Doch dieses Verhältnis ist nicht konstant, in den vergangenen Jahrtausenden schwankten die Werte zum Teil sehr stark. Zum einen veränderte sich die Intensität der kosmischen Strahlung und die Stärke des Erdmagnetfeldes, zum anderen wirkten sich die Industrialisierung sowie Kernwaffentests auf den atmosphärischen 14C-Gehalt aus. Eine international anerkannte Korrekturkurve existiert allerdings nicht.

Warren Beck und seine Kollegen von der University of Arizona bringen das Vertrauen in die Methode nun noch weiter ins Wanken. Sie untersuchten winzige Scheibchen einen Tropfsteins aus einer Höhle auf den Bahamas, der vor 45 000 bis 11 000 Jahren entstand. Dabei stellten sie sehr große Schwankungen fest. So lagen die 14C-Werte in der Periode von 44 500 bis 33 000 Jahren vor heute beinahe doppelt so hoch wie zu Zeiten der Kernwaffentests, während sie später – von 26 000 bis 11 000 Jahren vor heute – stark zurückgingen.

Die Suche nach der Ursache gestaltete sich schwierig. In verschiedenen Computermodellen versuchten die Forscher herauszufinden, welcher Faktor oder welche Kombinationen davon die Schwankungen ausgelöst haben könnten. Letztendlich vermuten sie, dass nur ein Sprung in der kosmischen Strahlung, beispielsweise aufgrund der Schockwelle einer Supernova, oder eine grundlegende Veränderung im Kohlenstoffkreislauf den starken Anstieg verursacht haben können. "Eine schwächere Zirkulation in den Ozeanen – die das größte Kohlenstoffreservoir der Erde darstellen – würde das Übermaß an 14C erklären", meint David Richards, Mitglied der Arbeitsgruppe. Denn wenn das Kohlenstoffisotop deshalb langsamer von der Meeresoberfläche in die Tiefe transportiert wird, würde sein Gehalt in der Atmosphäre ansteigen, erläutert er weiter. Den Berechnungen zufolge müsste der Austausch dabei fast zum Erliegen gekommen sein.

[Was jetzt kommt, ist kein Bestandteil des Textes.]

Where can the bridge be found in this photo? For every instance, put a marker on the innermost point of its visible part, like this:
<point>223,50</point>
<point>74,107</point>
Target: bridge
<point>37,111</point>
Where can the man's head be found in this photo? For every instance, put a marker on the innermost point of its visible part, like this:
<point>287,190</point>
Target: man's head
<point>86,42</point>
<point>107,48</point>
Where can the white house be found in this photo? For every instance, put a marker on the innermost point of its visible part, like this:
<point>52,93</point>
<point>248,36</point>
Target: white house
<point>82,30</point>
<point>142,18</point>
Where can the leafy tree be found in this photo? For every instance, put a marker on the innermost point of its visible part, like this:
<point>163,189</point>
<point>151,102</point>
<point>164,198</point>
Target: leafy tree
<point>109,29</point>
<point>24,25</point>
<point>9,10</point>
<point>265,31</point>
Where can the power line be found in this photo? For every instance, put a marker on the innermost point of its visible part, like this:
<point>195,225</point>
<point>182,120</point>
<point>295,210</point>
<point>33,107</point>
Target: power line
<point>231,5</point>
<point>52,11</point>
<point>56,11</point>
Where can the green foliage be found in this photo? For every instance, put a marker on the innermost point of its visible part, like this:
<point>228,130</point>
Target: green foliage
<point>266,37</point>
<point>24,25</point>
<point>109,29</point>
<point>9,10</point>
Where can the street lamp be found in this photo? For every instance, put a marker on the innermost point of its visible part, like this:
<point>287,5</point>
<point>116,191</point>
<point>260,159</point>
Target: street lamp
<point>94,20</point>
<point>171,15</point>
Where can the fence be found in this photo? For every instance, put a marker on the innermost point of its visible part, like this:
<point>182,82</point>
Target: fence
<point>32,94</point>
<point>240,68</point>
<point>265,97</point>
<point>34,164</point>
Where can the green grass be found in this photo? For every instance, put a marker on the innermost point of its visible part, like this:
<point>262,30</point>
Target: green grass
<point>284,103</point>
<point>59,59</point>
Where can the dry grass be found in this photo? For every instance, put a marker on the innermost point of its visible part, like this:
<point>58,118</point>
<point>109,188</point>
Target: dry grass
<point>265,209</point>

Die Ergebnisse sind jedoch nicht nur für die Altersdatierung interessant. Sie weisen nach Ansicht der Forscher auch darauf hin, wie wenig wir noch immer über Umweltprozesse wissen. "Wir sollten das als Warnung verstehen, dass der Klimawandel den Kohlenstoffkreislauf in unerwarteter Art und Weise beeinflusst", meint Beck.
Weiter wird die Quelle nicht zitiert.